Walk this way? No thanks! Another Gaurdian post

Jess Cartner-Morley on the impracticality of heelsJess Cartner-Morley. Photograph: David Newby/Guardian

At the beginning, the point of shoes must have been to make walking easier - to protect delicate cavewoman skin from bits of rocks on the floor around the fire, and to help prevent broken bones if an ox trod on your toes by mistake. Something like that, anyway: I am a little out of my comfort zone on the historical detail front.

But somewhere in the past year or two, fashionable shoes have pretty much cut all remaining ties with their origins as practical footwear. Somewhere between the skyscraper high heel with too-small platform sole (as modelled by Gwyneth Paltrow), the heel-less stiletto (as worn by Victoria Beckham), the frankly dangerous velvet slipper-sandals that brought half of Prada's models tumbling to the floor last September, and the insanity of the open-toed, bare-ankled boot, shoes became mad. If you actually wanted to walk anywhere, most shoes featured in recent fashionmagazines would be far more a hindrance than a help.

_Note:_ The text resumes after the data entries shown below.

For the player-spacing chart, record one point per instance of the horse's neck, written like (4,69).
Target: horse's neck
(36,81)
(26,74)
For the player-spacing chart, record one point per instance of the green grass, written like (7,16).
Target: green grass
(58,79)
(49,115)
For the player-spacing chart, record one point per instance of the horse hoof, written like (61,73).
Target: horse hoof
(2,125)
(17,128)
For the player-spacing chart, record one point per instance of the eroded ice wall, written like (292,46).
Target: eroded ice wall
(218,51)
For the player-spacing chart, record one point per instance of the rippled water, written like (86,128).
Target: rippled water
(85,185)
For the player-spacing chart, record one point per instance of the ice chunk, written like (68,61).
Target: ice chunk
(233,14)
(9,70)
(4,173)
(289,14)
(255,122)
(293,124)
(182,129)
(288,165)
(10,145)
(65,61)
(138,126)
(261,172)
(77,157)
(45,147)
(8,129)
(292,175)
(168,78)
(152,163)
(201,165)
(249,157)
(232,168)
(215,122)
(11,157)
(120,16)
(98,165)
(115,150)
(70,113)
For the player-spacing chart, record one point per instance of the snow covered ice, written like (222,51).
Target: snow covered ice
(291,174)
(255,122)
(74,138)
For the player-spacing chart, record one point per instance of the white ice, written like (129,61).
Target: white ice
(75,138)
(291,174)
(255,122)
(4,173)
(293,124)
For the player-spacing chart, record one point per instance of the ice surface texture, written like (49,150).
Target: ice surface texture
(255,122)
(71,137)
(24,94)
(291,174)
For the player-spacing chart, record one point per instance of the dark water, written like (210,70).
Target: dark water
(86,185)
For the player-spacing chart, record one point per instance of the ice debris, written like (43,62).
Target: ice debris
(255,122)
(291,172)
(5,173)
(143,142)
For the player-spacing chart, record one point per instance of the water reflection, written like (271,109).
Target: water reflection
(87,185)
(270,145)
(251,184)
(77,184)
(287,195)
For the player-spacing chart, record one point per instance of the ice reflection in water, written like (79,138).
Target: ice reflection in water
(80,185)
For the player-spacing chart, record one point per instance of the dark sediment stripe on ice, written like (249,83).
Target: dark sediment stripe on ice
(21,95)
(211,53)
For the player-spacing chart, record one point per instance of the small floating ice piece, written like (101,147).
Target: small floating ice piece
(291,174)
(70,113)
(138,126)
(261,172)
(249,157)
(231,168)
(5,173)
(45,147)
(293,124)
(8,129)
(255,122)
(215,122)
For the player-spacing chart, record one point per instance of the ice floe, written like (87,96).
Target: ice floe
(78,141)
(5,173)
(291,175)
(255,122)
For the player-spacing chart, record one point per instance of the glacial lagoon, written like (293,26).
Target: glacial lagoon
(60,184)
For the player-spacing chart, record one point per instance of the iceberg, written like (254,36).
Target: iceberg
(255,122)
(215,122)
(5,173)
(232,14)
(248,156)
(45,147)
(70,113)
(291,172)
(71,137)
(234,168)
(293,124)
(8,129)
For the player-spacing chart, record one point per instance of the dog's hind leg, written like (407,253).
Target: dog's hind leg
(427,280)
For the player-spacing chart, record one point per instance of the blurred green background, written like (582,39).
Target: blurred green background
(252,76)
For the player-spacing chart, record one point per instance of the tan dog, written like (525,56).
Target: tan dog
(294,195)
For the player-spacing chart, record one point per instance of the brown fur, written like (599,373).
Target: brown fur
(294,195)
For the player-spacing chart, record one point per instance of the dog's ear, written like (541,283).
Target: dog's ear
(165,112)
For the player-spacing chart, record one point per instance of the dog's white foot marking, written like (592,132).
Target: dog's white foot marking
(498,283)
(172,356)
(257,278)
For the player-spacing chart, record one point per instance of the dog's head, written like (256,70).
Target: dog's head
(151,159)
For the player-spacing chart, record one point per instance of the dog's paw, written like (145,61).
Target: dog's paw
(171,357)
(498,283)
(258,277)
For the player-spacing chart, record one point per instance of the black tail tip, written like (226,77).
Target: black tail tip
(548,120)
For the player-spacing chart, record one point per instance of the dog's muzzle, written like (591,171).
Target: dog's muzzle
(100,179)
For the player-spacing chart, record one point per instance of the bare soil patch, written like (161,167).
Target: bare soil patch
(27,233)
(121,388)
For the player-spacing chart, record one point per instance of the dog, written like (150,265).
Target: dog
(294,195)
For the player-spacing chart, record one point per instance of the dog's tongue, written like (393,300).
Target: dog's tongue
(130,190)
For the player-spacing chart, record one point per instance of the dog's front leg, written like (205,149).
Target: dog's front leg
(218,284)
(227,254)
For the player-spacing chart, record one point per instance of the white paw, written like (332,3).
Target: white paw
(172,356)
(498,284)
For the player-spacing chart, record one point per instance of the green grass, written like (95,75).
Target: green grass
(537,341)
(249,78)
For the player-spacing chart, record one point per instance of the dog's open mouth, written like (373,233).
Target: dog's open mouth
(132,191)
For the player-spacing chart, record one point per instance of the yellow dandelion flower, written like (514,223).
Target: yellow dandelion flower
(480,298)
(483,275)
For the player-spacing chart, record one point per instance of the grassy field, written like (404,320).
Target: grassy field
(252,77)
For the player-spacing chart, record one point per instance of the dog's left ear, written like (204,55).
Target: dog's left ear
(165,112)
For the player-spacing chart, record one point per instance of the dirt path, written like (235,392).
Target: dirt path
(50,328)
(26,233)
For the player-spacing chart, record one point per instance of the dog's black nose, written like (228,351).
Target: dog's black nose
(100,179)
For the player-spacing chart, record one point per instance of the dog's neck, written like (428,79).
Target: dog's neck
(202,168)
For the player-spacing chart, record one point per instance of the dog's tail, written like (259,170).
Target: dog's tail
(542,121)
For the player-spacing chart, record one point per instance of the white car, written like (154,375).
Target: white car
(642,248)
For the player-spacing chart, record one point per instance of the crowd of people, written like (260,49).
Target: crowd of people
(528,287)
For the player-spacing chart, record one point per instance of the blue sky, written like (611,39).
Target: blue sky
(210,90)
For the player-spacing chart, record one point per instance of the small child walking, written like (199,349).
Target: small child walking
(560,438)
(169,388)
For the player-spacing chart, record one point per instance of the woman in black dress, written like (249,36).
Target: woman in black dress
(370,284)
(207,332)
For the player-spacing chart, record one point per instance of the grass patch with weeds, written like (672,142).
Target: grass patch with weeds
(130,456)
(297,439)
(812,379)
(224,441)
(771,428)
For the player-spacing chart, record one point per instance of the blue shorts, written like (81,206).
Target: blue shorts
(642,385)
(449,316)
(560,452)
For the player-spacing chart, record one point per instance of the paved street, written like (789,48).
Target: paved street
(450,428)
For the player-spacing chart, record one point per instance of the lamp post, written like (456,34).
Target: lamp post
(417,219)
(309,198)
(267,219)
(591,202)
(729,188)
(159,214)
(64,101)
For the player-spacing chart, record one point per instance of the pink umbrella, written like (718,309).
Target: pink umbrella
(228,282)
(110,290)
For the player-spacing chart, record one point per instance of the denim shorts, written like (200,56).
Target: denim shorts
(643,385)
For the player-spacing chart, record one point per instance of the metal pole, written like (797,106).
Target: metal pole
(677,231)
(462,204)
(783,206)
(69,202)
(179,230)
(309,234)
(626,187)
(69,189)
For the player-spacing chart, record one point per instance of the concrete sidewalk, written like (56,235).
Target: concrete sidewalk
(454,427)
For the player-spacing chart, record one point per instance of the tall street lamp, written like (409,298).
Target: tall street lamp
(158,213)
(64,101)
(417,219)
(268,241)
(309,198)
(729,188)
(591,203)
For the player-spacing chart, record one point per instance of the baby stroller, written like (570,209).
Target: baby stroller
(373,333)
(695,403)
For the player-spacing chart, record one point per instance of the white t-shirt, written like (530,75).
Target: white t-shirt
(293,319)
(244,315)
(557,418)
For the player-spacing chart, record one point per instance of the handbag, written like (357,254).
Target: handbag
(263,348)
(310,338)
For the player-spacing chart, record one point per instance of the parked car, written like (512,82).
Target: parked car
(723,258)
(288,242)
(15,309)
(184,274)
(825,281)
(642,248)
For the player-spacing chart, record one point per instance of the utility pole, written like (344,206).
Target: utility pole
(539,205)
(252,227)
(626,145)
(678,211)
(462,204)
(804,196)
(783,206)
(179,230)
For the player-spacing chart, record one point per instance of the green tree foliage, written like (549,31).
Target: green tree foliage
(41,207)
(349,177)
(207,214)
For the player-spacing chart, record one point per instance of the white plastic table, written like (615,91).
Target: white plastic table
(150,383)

The latest absurdity is the upside-down shoe. While a traditional shoe is sturdy on the base (for aforementioned skin-protection-from-rocks reasons) and relatively bare on top, the upside-down shoe reverses this: a slender heel and bare toe, with thick leather around the top of your foot and ankle where you don't need it. The point of this shoe is that it revels in its impracticality. You can't criticise it for being daft: that's the whole point. All you can do is hope that, fashion working as it does, the next step is the return of the sensible kitten heel.

1 comment:

  1. Thanks for the post, who is the author of this post? She/he has some really great points. The Gaurdian should be proud to have them!